If you use the third-party UrlKit, you have to set up a set of "rules" that map the components to the URL and vice-versa. It makes it easier to create more readable and hierarchical fragments like "#view=Shipping;details" or "#/Shipping/details=true". There's some extra work in figuring out the rules, but then you don't need to write methods like updateURL and parseURL as that functionality is contained in the rules.
Supported Browsers
The BrowserManager works by talking to Javascript in the HTML wrapper. Not every browser works the same way so there is Javascript for specific to each browser in the wrapper. Not every browser is supported. Right now we have tested support for:
- Internet Explorer 6 & 7 on Windows
- Firefox on Mac and Windows
- Safari on Mac
We've been unable to get good support in Opera for back button, and thus Opera is not officially supported.
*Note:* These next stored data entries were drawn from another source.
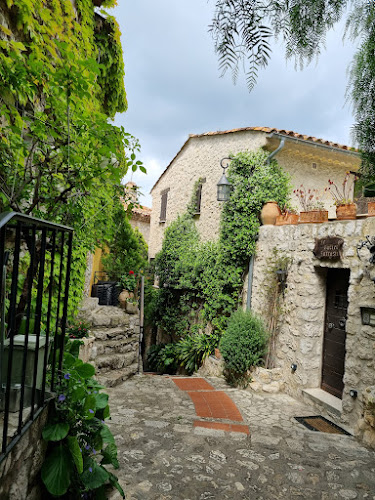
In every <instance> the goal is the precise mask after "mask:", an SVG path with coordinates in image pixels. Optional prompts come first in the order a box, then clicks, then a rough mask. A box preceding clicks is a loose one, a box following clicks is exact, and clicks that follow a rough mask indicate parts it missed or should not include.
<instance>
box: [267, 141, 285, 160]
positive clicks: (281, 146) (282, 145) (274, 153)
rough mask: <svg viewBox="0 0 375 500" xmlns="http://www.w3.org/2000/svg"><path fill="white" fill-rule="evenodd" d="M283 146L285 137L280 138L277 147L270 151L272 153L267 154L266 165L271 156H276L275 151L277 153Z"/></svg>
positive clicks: (271, 156)
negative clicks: (271, 150) (278, 142)
mask: <svg viewBox="0 0 375 500" xmlns="http://www.w3.org/2000/svg"><path fill="white" fill-rule="evenodd" d="M284 146H285V137H282V138H281V139H280V144H279V146H278V148H277V149H275V151H272V153H271V154H270V155H269V157H268V158H267V160H266V164H267V165H269V164H270V163H271V160H272V158H273V157H274V156H276V155H277V153H278V152H279V151H281V150H282V149H283V147H284Z"/></svg>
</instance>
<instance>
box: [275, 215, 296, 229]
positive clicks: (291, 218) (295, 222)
mask: <svg viewBox="0 0 375 500" xmlns="http://www.w3.org/2000/svg"><path fill="white" fill-rule="evenodd" d="M298 218H299V215H298V214H281V215H278V216H277V217H276V226H286V225H289V224H298Z"/></svg>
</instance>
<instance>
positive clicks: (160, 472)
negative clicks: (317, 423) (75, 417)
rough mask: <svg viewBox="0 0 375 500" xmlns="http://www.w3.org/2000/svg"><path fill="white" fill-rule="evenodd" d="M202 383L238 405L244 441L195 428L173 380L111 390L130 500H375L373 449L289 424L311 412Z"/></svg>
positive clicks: (224, 385)
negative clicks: (215, 389) (371, 450)
mask: <svg viewBox="0 0 375 500" xmlns="http://www.w3.org/2000/svg"><path fill="white" fill-rule="evenodd" d="M191 380H194V379H191ZM206 380H207V382H208V383H209V384H210V385H211V386H213V387H214V388H215V389H216V390H217V391H219V392H222V393H224V394H225V395H227V396H229V397H230V398H231V400H232V401H233V402H234V403H235V405H236V407H237V408H238V410H239V411H240V413H241V415H242V418H243V420H244V422H238V421H237V422H236V423H237V424H242V425H244V424H246V425H248V426H249V428H250V436H248V435H246V434H245V433H242V432H227V431H225V430H221V429H220V428H219V429H218V428H216V429H215V428H206V427H203V426H197V425H194V422H195V421H197V415H196V411H195V409H196V406H195V405H194V402H193V400H192V399H191V397H190V396H189V394H188V392H189V391H186V390H180V389H179V388H178V386H177V385H176V383H175V382H174V381H173V378H169V377H159V376H151V375H143V376H136V377H134V378H133V379H132V380H130V381H127V382H125V383H124V384H122V385H120V386H117V387H115V388H111V389H108V392H109V394H110V405H111V412H112V422H111V428H112V430H113V432H114V434H115V436H116V441H117V444H118V447H119V462H120V467H121V468H120V469H119V470H118V471H116V474H117V475H118V476H119V479H120V483H121V484H122V486H123V488H124V490H125V491H126V498H127V499H128V500H208V499H217V500H222V499H223V500H224V499H231V500H242V499H243V500H244V499H248V500H268V499H270V500H274V499H275V500H281V499H283V500H289V499H293V500H297V499H307V500H315V499H317V500H318V499H319V500H331V499H339V500H341V499H362V498H366V499H371V500H375V452H373V451H370V450H368V449H366V448H364V447H363V446H361V445H360V444H359V443H357V441H356V440H355V439H354V438H353V437H351V436H342V435H334V434H323V433H318V432H313V431H309V430H307V429H306V428H305V427H303V426H302V425H301V424H299V423H298V422H297V421H295V420H294V417H295V416H307V415H314V414H316V411H314V409H313V408H312V407H309V406H308V405H306V404H304V403H301V402H299V401H296V400H295V399H293V398H291V397H289V396H286V395H285V394H274V395H271V394H262V395H259V394H255V393H253V392H251V391H249V390H246V391H244V390H239V389H232V388H229V387H228V386H227V385H226V384H225V382H224V381H223V380H221V379H216V378H207V379H206ZM199 420H201V421H205V422H207V421H210V418H208V420H207V419H202V418H201V417H199ZM212 420H214V419H213V418H212ZM223 422H227V420H223ZM117 498H120V497H119V496H118V494H117V493H114V494H113V496H112V497H111V500H115V499H116V500H117Z"/></svg>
You can pass in a fragment on the URL and it will get passed to the BrowserManager correctly, however. We do not support any other browser not listed in this section.
Known Issues
- SDK-9722 DeepLinking behaves oddly when using named anchors in an HTML page.
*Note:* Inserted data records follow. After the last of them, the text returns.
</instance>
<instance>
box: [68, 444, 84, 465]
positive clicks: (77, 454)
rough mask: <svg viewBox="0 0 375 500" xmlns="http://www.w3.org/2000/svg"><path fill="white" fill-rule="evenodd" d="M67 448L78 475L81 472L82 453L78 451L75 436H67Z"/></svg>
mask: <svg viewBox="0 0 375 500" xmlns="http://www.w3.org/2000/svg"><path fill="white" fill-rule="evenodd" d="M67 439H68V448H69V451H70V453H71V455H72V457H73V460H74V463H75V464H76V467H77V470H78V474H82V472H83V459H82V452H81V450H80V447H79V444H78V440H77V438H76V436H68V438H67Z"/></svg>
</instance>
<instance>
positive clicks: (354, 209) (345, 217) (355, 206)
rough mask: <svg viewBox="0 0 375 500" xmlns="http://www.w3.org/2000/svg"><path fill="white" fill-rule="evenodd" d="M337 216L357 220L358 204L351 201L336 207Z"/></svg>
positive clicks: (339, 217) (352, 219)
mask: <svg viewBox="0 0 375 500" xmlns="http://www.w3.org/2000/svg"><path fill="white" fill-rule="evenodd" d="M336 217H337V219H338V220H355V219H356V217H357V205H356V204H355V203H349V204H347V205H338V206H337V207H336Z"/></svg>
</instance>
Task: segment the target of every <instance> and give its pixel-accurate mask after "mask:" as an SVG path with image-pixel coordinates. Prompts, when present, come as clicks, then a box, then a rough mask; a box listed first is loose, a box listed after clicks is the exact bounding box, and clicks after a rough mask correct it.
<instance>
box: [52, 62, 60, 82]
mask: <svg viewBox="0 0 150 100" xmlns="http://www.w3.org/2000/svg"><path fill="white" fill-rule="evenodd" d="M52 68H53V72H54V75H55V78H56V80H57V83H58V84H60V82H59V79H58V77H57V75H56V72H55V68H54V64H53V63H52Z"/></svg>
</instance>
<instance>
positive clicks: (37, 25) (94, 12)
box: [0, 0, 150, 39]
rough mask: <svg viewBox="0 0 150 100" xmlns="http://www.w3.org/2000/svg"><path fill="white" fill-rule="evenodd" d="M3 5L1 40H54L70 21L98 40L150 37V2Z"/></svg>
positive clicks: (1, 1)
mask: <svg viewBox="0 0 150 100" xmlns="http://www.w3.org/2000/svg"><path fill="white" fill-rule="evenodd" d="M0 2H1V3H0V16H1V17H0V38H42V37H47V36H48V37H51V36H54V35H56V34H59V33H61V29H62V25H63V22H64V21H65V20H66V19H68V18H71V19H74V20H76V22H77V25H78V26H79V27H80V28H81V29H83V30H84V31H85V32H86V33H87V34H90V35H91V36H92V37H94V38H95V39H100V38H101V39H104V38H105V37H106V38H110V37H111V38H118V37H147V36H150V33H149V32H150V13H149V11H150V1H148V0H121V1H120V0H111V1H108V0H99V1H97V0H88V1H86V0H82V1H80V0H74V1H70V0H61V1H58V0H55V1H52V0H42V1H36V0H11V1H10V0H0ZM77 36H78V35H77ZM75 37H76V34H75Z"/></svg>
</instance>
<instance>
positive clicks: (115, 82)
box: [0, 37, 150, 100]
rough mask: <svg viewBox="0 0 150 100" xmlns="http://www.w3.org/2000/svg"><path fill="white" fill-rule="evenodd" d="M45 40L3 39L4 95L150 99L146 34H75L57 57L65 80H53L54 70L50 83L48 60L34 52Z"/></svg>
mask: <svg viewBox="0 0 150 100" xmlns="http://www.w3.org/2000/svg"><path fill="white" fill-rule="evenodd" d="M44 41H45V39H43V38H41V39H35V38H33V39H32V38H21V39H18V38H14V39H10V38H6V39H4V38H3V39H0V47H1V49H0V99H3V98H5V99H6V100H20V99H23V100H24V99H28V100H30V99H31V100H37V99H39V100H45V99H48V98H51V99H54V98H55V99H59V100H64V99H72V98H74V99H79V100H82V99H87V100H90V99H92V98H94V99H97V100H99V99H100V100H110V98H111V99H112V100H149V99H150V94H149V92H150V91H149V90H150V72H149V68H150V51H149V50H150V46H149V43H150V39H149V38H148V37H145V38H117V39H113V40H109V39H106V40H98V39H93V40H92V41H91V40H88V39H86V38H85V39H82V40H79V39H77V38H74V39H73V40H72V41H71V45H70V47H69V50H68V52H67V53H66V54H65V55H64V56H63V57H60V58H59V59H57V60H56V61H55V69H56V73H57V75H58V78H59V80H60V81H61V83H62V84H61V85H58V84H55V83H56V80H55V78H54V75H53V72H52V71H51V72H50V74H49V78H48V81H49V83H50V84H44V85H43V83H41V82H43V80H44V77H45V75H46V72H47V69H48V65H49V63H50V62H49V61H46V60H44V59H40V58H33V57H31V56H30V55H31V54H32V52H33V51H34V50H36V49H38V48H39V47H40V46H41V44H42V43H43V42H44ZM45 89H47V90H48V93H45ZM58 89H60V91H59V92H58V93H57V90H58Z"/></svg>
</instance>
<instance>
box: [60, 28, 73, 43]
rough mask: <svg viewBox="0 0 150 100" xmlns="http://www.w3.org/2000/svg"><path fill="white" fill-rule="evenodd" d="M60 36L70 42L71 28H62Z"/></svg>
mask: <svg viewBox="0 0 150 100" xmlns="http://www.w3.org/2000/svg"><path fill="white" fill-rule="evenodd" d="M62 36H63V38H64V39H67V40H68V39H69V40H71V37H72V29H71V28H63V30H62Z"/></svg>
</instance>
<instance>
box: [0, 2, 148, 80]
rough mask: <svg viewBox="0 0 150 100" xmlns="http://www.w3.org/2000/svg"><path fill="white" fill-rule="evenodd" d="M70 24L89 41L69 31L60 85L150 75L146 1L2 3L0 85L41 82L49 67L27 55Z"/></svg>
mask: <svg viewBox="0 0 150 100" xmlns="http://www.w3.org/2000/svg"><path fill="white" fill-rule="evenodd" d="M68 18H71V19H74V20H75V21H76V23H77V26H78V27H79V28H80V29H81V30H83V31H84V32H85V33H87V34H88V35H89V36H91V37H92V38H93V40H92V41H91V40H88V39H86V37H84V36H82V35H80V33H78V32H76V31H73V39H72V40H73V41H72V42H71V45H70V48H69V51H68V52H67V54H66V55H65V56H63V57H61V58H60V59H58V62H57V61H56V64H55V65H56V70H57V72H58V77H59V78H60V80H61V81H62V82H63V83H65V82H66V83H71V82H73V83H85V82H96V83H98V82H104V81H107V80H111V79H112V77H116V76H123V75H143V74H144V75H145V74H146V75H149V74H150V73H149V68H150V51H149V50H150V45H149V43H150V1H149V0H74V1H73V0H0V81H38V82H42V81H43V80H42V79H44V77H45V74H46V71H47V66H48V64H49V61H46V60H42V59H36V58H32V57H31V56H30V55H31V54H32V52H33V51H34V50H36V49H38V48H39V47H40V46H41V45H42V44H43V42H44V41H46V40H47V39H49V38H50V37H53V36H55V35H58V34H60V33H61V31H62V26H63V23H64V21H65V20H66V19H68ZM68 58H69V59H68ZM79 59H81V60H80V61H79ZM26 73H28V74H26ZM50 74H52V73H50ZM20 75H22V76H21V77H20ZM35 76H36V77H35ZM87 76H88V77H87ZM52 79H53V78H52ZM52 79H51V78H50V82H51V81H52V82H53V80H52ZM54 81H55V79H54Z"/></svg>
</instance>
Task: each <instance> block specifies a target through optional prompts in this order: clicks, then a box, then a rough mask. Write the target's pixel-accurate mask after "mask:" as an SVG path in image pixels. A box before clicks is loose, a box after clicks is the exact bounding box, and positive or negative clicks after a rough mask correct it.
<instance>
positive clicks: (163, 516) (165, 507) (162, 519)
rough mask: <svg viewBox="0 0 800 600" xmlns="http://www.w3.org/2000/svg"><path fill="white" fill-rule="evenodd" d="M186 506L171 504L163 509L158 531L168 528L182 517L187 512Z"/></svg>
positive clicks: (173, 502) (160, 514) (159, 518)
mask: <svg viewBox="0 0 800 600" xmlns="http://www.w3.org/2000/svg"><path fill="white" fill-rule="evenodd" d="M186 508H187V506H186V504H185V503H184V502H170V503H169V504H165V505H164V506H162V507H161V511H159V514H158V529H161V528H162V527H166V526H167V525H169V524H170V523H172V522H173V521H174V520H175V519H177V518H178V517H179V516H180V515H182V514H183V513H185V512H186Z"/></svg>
- SDK-9632 Currently, DeepLinking support for Opera is limited. You can copy & paste an url into Opera and the application should start in the appropriate state, but the url is not subsequently updated with additional navigation.
- SDK-1902 After editing the application URL in the Firefox, subsequent user navigation will not automatically update the URL shown in Firefox. To update the URL, highlight the address bar in Firefox and press the esc key. The URL should update to the appropriate URL.
- SDK-11196 The text in historyFrame.html has extraneous debug text. This will be fixed in the next release.
- SDK-11033 The copyToAddressBar flag for the setFragment function will be removed in the next release.
- Setting the title in setFragment does not change the BrowserManager title property
- The API documentation for IBrowserManager is missing. Refer to the mx.managers.BrowserManagerImpl documentation for now.